Sub-phase 3.2.2 (for (k, v) in m) deferred without code: aotir has no paired-key/value iteration node today; the Mochi-side surface is for k in keys(m) { print(m[k]) }, which already works. Wiring a dict.items() lowering before there is an IR node would be premature; this is the audit-rule call from [[feedback_goal_alignment_audit]].

Cache phase marker bumped to mep51-phase03-2: same rationale as Phase 3.1, so old Phase 3.1 wheels do not shadow Phase 3.2 emit changes.

Files changed

FilePurpose
transpiler3/python/pysrc/nodes.goNew DictLit, IndexAssignStmt AST nodes
transpiler3/python/lower/lower.goaotir.MapLit / MapGetExpr / MapHasExpr / MapLenExpr / MapKeysExpr / MapValuesExpr / MapPutStmt; pyTypeForCompound renames + extends pyTypeForFull to thread KeyType / ValueType into dict[K, V] annotations
runtime/python/mochi_runtime/mapping.pykeys_sorted(m), values_sorted(m)
transpiler3/python/build/build.gocacheKey marker bumped to mep51-phase03-2
transpiler3/python/build/phase03_2_test.goTestPhase32Maps walks all fixtures
tests/transpiler3/python/fixtures/phase03-2-maps/14 fixtures: map_bool_values, map_empty, map_float_values, map_fn_return, map_has, map_int_keys, map_iterate_print, map_keys, map_keys_sorted, map_len, map_overwrite, map_put_get, map_update, map_values

Test set

  • TestPhase32Maps, walks all 14 fixtures and diffs stdout byte-for-byte against the .out file.

Deferred work

  • for (k, v) in m { ... } (sub-phase 3.2.2) deferred: no aotir node for paired key/value iteration; the equivalent surface for k in keys(m) { print(m[k]) } already works (see map_iterate_print.mochi).
  • Nested maps (sub-phase 3.2.3 first half) deferred to Phase 3.4.
  • Mochi map comprehensions (sub-phase 3.2.3 second half) deferred to Phase 7.0 (lowers via QueryExpr).
  • m[k] returning option<V> from the Mochi type checker side rules out arithmetic patterns like m[w] = m[w] + 1 until Phase 5 lands option destructuring.
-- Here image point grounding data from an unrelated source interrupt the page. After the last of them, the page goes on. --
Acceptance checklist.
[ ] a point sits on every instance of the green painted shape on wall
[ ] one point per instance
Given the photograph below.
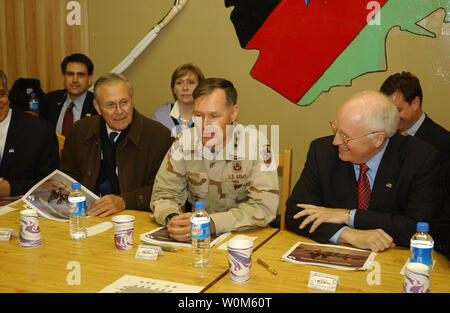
(367, 52)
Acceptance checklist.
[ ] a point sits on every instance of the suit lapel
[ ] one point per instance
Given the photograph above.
(61, 98)
(87, 105)
(387, 174)
(12, 138)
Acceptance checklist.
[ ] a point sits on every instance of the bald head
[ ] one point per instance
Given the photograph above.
(372, 111)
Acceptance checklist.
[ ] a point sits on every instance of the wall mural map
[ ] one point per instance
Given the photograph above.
(307, 47)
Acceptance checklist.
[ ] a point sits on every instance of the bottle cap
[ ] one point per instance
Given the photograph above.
(199, 204)
(422, 226)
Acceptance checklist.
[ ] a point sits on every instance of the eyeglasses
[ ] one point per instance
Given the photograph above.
(124, 104)
(344, 137)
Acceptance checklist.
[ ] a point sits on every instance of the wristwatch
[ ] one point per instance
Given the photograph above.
(168, 217)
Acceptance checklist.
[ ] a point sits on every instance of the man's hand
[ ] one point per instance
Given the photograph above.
(107, 205)
(179, 227)
(376, 240)
(319, 215)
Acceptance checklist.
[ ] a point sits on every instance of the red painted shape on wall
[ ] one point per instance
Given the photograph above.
(298, 43)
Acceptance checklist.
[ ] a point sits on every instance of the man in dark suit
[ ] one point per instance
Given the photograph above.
(405, 92)
(28, 147)
(64, 107)
(367, 186)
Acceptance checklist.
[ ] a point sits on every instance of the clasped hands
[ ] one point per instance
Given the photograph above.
(373, 239)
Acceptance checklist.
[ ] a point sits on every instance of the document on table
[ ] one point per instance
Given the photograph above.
(329, 256)
(135, 284)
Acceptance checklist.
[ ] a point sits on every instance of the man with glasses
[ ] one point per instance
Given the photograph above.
(64, 107)
(117, 153)
(367, 185)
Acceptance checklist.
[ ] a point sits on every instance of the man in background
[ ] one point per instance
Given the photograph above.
(405, 92)
(117, 153)
(28, 147)
(367, 185)
(64, 107)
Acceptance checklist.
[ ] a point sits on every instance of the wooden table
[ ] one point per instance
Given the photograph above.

The Phase 3.2 fixtures avoid this by either assigning a literal RHS or reading inside print(...) which accepts option.
  • defaultdict / m.get_or_insert(k, factory) semantics, deferred to Phase 7 (Query DSL group-by emits a default-init aggregator).
  • TypedDict for heterogeneous-value maps, deferred to Phase 13 (LLM provider-config maps).
  • frozendict / immutable map type, deferred indefinitely.
  • Map-of-record fixtures, picked up by Phase 4 (records) and Phase 3.4 (list of records) together.
  • mypy --strict, pyright --strict, ruff format fixed-point, multi-Python matrix — all carry-forward to Phase 16.